Scenario two: the impeachment is revived, she’s convicted, and barred from running in 2028. Her allies scatter. Some cut deals with whoever emerges as the new frontrunner. Others face prosecution without cover. The network fractures but doesn’t disappear. The Duterte family still holds the structure in Mindanao, waiting for its next chance to rebuild.

Scenario three: she runs in 2028 but loses. That’s when things could turn messy. The next administration might reopen the cases tied to flood control projects, POGOs, and confidential funds. Or it might not—depending on who benefits from keeping the old arrangements in place.

Of the three, the first feels most likely. Sara’s machinery is intact, her base loyal, and her rivals divided. Unless something drastic happens—a conviction that sticks, a collapse in ratings, or a united opposition—she remains the frontrunner for 2028. Those betting on her survival know exactly what they’re doing.

The System That Sustains This

The cycle keeps feeding itself. Poverty forces people to depend on politicians for short-term relief. That dependence turns into loyalty. Loyalty delivers votes. Votes translate to influence, which then opens the door to public funds that keep the same system alive.

Confidential funds fit perfectly into that loop. They’re hidden from scrutiny, free from normal audit rules, and easily used to buy loyalty or silence. The Office of the President has its own pool of confidential funds, far larger than the Vice President’s, and both remain off-limits to full public accounting. These allocations are justified as security measures, but in practice, they serve whoever holds the position.

Institutions meant to stop corruption often play along. The Ombudsman protects allies and delays cases. The Commission on Audit struggles to access records buried under “confidential” classifications. Even the Sandiganbayan, tasked with prosecuting graft, moves at a pace that guarantees forgetfulness. On October 24, it acquitted Juan Ponce Enrile, Janet Napoles, and others in the remaining pork barrel graft cases. Enrile is 100 years old. Accountability didn’t outlive him.

The Senate’s flood control hearings have the same script—noise, outrage, and eventually, silence. The Independent Commission for Infrastructure recommended charges on October 28, but what happens next will likely follow the pattern. Cases get filed. Investigations drag on. Evidence disappears. The public moves on.

This is how the system survives: by exhausting everyone who tries to challenge it. It feeds on repetition, distraction, and delay, while those in charge keep getting reelected.

The Bottom Line

Politicians gather around Sara Duterte because she represents stability in a system that rewards survival over reform.

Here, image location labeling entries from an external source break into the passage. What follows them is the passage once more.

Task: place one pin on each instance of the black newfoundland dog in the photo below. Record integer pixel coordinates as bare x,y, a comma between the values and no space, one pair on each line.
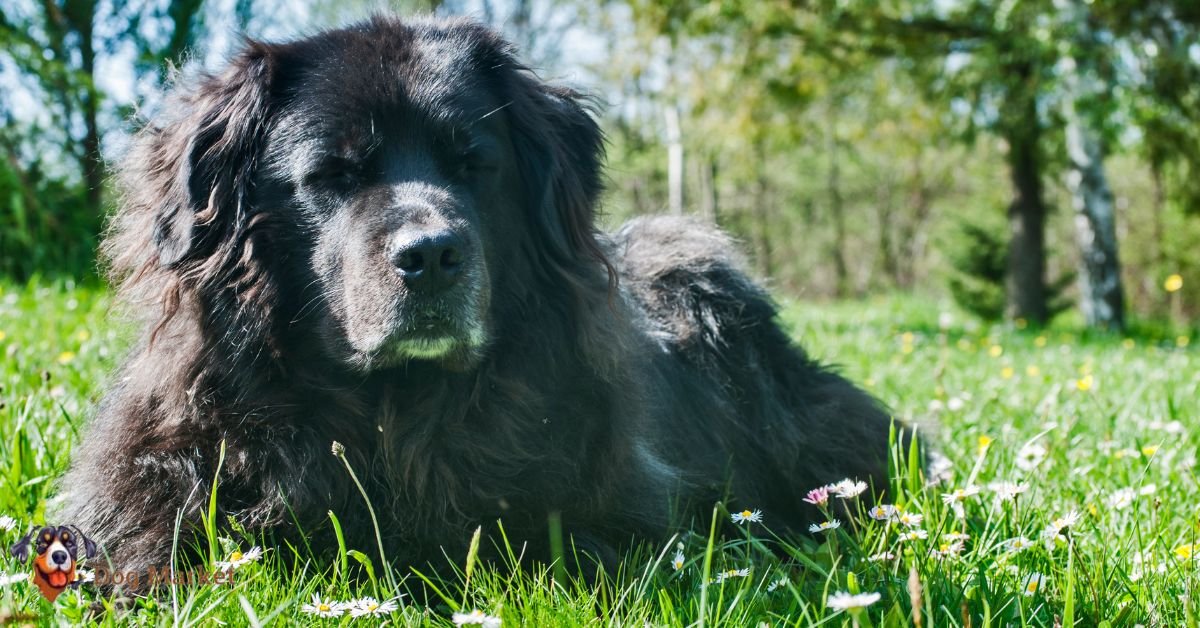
384,235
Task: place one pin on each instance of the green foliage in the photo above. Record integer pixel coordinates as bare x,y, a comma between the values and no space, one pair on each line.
1089,424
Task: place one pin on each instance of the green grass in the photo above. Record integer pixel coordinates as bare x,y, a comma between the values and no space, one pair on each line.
1098,425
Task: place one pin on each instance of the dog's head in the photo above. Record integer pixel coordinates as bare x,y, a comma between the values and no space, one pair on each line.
55,552
389,186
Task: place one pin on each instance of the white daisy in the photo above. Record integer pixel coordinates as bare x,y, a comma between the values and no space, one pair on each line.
825,526
369,605
1017,544
237,558
754,516
1030,456
475,617
847,489
1007,490
12,579
323,608
841,600
732,573
1121,498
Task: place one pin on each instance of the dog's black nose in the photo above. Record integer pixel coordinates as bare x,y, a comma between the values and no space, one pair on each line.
429,261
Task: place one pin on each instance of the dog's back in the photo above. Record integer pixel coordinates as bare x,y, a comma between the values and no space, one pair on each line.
753,402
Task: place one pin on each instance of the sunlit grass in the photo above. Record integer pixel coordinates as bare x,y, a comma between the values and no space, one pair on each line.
1071,492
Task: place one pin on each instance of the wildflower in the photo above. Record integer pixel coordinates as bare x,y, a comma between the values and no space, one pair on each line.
364,606
882,512
1174,282
1007,490
12,579
949,549
841,600
1033,582
732,573
1017,544
1121,498
237,558
819,496
323,608
825,526
847,489
1030,456
475,617
747,515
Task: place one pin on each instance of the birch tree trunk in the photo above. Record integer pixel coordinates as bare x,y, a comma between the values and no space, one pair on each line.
1102,295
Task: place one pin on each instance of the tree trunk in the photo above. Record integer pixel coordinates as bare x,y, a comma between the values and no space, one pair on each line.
837,208
675,159
1102,295
1025,287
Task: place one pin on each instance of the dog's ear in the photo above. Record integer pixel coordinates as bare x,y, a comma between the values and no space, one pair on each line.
89,546
561,153
209,155
19,550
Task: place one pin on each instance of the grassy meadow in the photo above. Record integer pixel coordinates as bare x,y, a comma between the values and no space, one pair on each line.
1068,495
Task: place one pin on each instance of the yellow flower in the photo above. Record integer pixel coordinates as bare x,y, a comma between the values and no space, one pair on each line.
1174,282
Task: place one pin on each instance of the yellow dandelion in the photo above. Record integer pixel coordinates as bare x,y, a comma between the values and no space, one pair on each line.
1174,282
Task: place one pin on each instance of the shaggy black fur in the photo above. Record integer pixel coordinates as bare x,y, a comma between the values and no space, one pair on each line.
627,382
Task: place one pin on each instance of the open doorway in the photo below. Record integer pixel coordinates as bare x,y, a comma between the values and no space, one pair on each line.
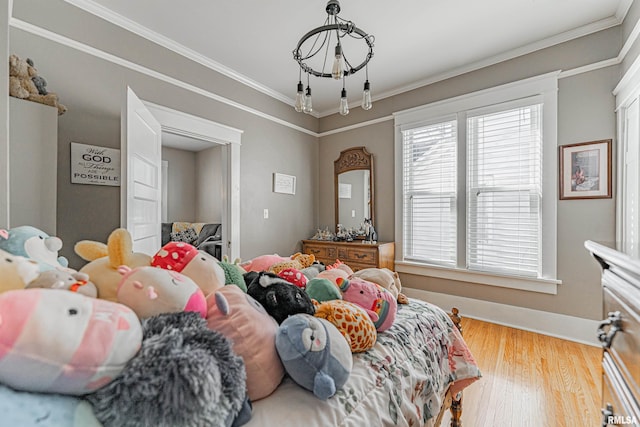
224,143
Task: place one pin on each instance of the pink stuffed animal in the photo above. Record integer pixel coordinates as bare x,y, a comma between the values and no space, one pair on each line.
64,342
379,303
252,331
150,290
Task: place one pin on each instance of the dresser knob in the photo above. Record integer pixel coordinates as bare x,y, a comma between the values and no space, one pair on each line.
607,414
614,322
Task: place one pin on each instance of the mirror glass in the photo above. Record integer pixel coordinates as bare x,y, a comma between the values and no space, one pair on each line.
354,190
353,198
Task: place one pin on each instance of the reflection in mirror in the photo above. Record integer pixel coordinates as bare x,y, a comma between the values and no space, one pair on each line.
353,198
353,191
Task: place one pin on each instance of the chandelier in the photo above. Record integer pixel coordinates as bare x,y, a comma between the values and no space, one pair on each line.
318,42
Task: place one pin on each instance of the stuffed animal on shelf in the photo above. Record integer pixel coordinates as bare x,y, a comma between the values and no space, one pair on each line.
199,266
184,375
298,261
33,243
352,321
104,261
24,83
386,278
314,354
279,297
64,342
70,281
150,291
16,272
379,303
252,331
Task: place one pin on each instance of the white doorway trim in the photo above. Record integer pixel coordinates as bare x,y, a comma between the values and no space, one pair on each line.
180,123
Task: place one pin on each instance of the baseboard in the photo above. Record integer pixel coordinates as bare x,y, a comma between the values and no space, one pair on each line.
553,324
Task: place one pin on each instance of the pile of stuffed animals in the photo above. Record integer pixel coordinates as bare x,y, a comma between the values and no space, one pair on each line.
25,83
177,339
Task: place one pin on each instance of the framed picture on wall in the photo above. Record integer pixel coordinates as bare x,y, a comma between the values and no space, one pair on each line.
585,170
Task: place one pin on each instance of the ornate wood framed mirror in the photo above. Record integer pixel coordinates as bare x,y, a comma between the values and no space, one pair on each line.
353,188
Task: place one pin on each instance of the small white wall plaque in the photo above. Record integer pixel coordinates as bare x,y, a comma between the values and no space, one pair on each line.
95,165
285,184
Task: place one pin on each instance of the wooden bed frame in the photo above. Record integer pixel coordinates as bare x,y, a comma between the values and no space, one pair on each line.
452,403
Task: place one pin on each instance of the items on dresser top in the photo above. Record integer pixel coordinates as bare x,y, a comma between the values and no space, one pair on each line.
356,254
619,334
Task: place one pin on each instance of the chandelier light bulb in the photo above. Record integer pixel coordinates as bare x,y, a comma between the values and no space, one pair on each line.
308,106
366,96
338,64
299,98
344,105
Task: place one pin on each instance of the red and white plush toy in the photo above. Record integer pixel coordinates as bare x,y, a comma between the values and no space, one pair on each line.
199,266
149,291
64,342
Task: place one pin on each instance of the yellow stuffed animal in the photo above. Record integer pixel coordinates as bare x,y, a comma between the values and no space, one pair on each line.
105,260
22,84
297,261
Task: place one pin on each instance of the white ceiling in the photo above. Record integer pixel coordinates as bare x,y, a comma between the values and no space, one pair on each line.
416,41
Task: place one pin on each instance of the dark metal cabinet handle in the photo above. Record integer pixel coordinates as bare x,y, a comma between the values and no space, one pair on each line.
614,322
606,413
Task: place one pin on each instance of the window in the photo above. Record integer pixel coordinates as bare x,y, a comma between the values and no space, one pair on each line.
478,179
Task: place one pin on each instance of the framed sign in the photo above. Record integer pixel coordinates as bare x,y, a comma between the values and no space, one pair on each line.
95,165
585,170
285,184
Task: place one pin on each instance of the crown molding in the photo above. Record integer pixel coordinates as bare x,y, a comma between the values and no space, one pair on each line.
530,48
133,27
74,44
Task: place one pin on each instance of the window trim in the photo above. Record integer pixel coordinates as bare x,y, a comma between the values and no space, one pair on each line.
546,86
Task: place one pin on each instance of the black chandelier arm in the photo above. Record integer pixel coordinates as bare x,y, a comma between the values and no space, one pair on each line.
346,28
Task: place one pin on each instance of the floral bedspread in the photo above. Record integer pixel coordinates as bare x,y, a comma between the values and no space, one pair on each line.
401,381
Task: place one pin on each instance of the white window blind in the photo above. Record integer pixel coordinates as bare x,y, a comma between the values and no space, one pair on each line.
504,192
429,193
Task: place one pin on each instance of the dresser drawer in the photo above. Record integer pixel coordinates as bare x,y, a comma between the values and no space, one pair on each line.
361,255
619,406
623,345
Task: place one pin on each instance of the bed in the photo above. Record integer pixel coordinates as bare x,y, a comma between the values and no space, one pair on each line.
416,371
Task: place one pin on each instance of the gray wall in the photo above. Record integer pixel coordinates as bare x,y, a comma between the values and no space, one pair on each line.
93,89
182,185
585,113
209,185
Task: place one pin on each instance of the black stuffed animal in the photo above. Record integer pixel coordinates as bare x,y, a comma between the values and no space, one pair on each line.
279,297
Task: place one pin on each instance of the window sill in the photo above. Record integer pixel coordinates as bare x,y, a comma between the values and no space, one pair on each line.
545,286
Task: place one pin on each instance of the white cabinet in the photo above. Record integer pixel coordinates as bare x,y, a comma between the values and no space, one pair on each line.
33,164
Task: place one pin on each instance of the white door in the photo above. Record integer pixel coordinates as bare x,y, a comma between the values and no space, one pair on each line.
141,195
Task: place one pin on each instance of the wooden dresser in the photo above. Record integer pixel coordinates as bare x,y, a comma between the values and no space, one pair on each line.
357,255
619,334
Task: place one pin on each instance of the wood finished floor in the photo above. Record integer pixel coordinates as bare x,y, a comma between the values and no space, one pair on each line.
530,380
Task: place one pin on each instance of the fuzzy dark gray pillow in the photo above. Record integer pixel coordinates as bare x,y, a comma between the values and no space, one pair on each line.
184,375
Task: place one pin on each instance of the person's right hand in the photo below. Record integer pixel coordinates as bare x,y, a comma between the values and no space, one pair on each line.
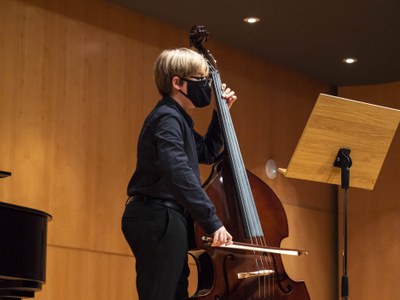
221,237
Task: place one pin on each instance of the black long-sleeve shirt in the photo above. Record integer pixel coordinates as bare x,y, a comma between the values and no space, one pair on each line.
168,157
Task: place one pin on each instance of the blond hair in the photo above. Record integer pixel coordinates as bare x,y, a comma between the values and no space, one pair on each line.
181,62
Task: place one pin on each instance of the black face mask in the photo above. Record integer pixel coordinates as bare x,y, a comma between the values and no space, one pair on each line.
198,91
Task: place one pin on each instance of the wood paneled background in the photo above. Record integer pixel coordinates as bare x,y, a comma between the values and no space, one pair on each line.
75,86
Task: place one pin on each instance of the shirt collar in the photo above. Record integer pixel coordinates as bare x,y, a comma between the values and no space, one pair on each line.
172,103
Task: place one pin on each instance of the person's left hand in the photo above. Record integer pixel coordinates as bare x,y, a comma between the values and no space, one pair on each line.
228,95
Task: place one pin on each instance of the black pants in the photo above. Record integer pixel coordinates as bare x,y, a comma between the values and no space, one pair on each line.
157,236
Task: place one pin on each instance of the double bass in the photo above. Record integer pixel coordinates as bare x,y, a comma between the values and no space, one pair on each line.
252,269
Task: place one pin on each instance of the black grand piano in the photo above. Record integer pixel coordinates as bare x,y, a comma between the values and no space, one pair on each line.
23,235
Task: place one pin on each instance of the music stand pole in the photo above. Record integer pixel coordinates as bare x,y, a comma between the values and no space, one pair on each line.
344,162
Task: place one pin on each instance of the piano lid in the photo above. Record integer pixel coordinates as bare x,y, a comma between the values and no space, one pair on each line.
23,241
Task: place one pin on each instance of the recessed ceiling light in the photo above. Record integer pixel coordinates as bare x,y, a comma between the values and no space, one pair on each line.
251,20
350,60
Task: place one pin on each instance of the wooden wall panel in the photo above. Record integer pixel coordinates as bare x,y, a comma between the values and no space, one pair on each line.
374,216
76,84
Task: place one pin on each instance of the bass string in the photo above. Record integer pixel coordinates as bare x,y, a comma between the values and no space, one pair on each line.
251,219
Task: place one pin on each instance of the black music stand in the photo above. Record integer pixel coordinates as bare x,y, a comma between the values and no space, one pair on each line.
336,127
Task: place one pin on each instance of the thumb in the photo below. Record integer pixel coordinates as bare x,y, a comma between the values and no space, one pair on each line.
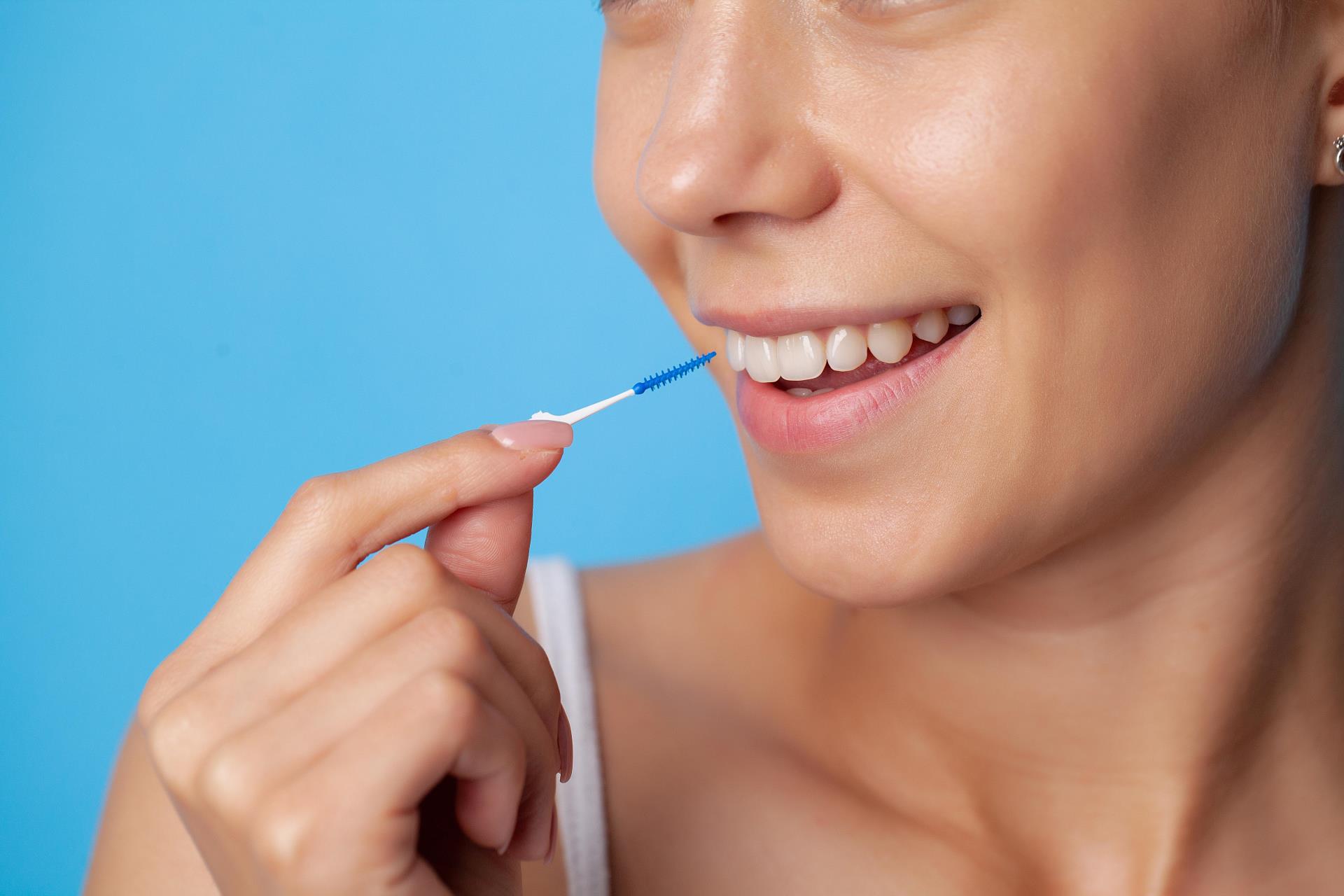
486,546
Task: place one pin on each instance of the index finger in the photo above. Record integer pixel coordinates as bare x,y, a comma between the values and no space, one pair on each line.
334,522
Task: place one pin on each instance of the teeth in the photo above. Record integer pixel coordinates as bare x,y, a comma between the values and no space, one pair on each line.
890,342
960,315
736,348
762,359
932,326
802,356
846,348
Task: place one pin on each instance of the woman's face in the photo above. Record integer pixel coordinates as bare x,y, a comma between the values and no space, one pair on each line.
1119,186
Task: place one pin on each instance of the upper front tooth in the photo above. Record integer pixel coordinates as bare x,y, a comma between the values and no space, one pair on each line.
762,359
734,347
932,326
847,348
890,342
960,315
802,356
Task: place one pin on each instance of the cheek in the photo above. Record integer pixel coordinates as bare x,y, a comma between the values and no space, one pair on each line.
629,96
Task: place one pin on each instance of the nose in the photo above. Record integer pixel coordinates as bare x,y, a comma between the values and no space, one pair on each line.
736,136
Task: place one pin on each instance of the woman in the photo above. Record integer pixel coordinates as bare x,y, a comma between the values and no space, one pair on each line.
1050,606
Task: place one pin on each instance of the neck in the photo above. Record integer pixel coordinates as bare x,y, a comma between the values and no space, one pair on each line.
1156,703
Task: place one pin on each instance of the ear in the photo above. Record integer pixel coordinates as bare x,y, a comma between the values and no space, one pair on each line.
1331,172
1332,99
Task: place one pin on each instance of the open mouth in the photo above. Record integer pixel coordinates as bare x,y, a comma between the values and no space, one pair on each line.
819,362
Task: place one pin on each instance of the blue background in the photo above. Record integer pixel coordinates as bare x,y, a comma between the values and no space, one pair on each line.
244,244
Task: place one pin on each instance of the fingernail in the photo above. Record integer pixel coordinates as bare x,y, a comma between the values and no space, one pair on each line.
566,746
539,434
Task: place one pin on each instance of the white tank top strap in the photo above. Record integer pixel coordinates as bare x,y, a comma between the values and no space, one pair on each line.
553,583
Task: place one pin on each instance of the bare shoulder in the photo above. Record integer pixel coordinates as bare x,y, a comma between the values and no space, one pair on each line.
641,625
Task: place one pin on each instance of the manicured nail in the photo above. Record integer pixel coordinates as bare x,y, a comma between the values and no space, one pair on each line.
536,434
566,746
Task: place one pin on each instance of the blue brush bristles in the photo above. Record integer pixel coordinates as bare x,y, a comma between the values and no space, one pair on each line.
671,374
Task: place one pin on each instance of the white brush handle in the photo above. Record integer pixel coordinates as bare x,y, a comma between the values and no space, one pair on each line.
574,416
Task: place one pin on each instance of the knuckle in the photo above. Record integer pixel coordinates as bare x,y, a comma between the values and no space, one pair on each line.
409,564
451,633
315,498
283,837
172,736
229,783
449,699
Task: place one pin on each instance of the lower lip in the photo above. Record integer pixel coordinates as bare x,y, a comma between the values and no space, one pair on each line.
790,425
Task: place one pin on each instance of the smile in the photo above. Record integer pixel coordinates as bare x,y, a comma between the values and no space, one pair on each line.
815,388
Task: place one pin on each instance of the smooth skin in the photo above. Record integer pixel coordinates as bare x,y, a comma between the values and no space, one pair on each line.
1072,621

She has the machinery to win elections, a following that doesn’t demand explanations, and a record of sidestepping scandals that would’ve ended other careers. Her allies understand that. To them, she’s insurance.

For those facing investigations, it’s a simple calculation: stay close, stay safe. Align with Sara, and you get access to her network, her reach, and the protection that comes with her name. Cross her, and you risk isolation—and prosecution without backup.

The flood control scandal showed how deep corruption runs in Philippine politics. Over a trillion pesos could be gone, yet the conversation has already started to fade. While others drown in controversy, Sara remains visible, turning each crisis into another step toward 2028.

The pattern is clear. Until institutions regain independence and voters stop treating politics as personal debt, nothing changes. The faces will. The party names will. But the system—the trade of loyalty for safety—will keep going. And as always, the cost won’t be paid by those at the top. It’ll be paid by the people funding it.